Ce que le no-code vous a déjà donné
Bonne nouvelle : vous ne repartez pas de zéro. Votre app no-code est un cahier des charges vivant. Le modèle de données, les parcours utilisateurs, les règles métier : tout est là, validé par de vrais usages. C’est une base bien plus solide qu’un document Word, et elle rend la migration plus rapide qu’un développement à froid.
Migrer un projet no-code, ce n’est pas renier ce que vous avez construit. C’est le mettre sur des fondations que vous maîtrisez. Je reprends ce type de projet sur une reprise de projet : j’audite l’existant, je reconstruis les parties qui le méritent, et vous gardez le code.

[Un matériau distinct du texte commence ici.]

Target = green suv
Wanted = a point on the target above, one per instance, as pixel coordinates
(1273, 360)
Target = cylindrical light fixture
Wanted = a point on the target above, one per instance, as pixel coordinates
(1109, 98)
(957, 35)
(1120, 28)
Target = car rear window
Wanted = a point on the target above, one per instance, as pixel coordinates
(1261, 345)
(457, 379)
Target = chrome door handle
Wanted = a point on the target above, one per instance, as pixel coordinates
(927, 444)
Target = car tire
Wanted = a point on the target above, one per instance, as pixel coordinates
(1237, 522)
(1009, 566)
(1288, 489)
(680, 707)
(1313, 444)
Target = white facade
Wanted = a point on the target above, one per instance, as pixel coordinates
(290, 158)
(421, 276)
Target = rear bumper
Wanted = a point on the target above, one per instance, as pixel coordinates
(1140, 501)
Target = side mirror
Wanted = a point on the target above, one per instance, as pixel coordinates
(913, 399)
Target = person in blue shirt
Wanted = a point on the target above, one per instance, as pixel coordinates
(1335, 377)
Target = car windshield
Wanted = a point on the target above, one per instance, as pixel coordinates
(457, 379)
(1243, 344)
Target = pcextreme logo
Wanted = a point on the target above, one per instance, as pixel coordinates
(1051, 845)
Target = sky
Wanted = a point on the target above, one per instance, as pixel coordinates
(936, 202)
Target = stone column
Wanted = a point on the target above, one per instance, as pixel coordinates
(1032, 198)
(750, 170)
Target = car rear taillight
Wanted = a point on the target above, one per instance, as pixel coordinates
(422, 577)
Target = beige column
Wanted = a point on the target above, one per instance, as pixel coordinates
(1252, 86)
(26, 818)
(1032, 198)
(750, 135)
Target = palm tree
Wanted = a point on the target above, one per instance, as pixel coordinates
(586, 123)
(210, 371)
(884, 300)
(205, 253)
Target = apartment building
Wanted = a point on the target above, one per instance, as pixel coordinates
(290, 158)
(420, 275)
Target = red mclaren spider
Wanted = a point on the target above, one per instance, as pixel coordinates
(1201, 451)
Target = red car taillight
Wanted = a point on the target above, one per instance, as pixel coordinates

Votre app no-code montre ses limites ? Faites un audit. Je vous dis si la migration en vaut la peine, et par où commencer.
Questions fréquentes
Peut-on récupérer les données de Bubble ? Oui. Les données s’exportent, et on les réimporte dans la nouvelle base en préservant les liens. C’est une étape planifiée, pas un pari.
Faut-il tout migrer d’un coup ? Non, et c’est même déconseillé. On migre par morceaux, en gardant l’app existante en service jusqu’à la bascule finale.
Combien de temps pour migrer ? Cela dépend de la complexité, mais l’existant sert de plan : on avance plus vite que sur un projet parti de rien.